Leon Byron Woodworth, electrical and mechanical engineer, was
the son of Dr Judson Newell Woodworth and his wife Doma Atell Tuller. He was educated in Buffalo, New York, and continued
his studies at a college in Buffalo and at the University of Rochester. In 1893
he completed a six month apprenticeship with General Electric Company in
Schenectady, New York, and joined the Buffalo Electric Transit Company in 1894
as construction superintendent. The next year he resigned and came to South
Africa, where he joined Hubert Davies and Company as construction engineer. In
1898 he became assistant mechanical engineer and chief electrical engineer for
the New Heriot Gold Mining Company in Johannesburg. During the Anglo-Boer War
(1899-1902) he served with the British forces in the Royal Engineers with the
rank of lieutenant. After the war he returned to his former position until
1908. The next year he became assistant to the consultant mechanical and
electrical engineer for H. Eckstein and Company, Johannesburg. He remained
there when the company became the Central Investment and Mining Corporation, becoming
sectional engineer in the electrical and mechanical department in 1923 and
consulting engineer from 1939 until his retirement in 1941. During these years
he also did research at the Rand Mines Mechanical Laboratory in Johannesburg
and served as engineering consultant for various mining and industrial plants.
Woodworth was a member of the South African Institute of
Electrical Engineers and served as its president for 1921/2. His research dealt
mainly with electric and magnetic methods of ore separation, a topic on which
he contributed several papers to the Institute's Transactions (1911, 1921, 1928), including his presidential address
(1921). He and Samuel T. Tregaskis were furthermore granted a United States
patent in 1924 for an improved magnetic separator. Other publications by Woodworth
in the same journal included 'Notes on three-phase winding equipment' (1913),
and 'The camera as an aid in electrical and mechanical engineering' (1929). Among
others he was granted United States patents for an 'Isolating plugging-in box
for electric power cables' (1931), a 'Junction box system for electric power
cable installations' (1932), and an 'Electric detonator' (1940).
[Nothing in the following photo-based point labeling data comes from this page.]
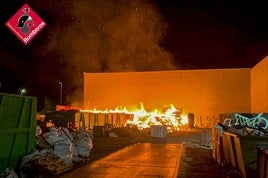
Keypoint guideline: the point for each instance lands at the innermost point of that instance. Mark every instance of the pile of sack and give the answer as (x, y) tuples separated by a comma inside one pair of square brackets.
[(57, 150)]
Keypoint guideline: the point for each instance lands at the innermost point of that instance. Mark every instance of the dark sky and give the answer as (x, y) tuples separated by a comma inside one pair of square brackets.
[(127, 35)]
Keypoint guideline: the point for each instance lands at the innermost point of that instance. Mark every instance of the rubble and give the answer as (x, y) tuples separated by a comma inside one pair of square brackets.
[(57, 151)]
Woodworth was a member of the (British) Institution of
Electrical Engineers, the American Institute of Electrical Engineers, and the
Certificated Engineers of the Union of South Africa. He represented the South
African Institute of Electrical Engineers on the Joint Committee of Technical Societies,
established in 1919, and in February 1922 was elected joint vice-president of
the resulting Associated Scientific and Technical Societies of South Africa.
Woodworth was married to Edith Annie Humphrey, with whom he
had three children, but they were divorced in 1917. He was survived by his
second wife, Gladys Mary Hollins, whom he married in June 1920.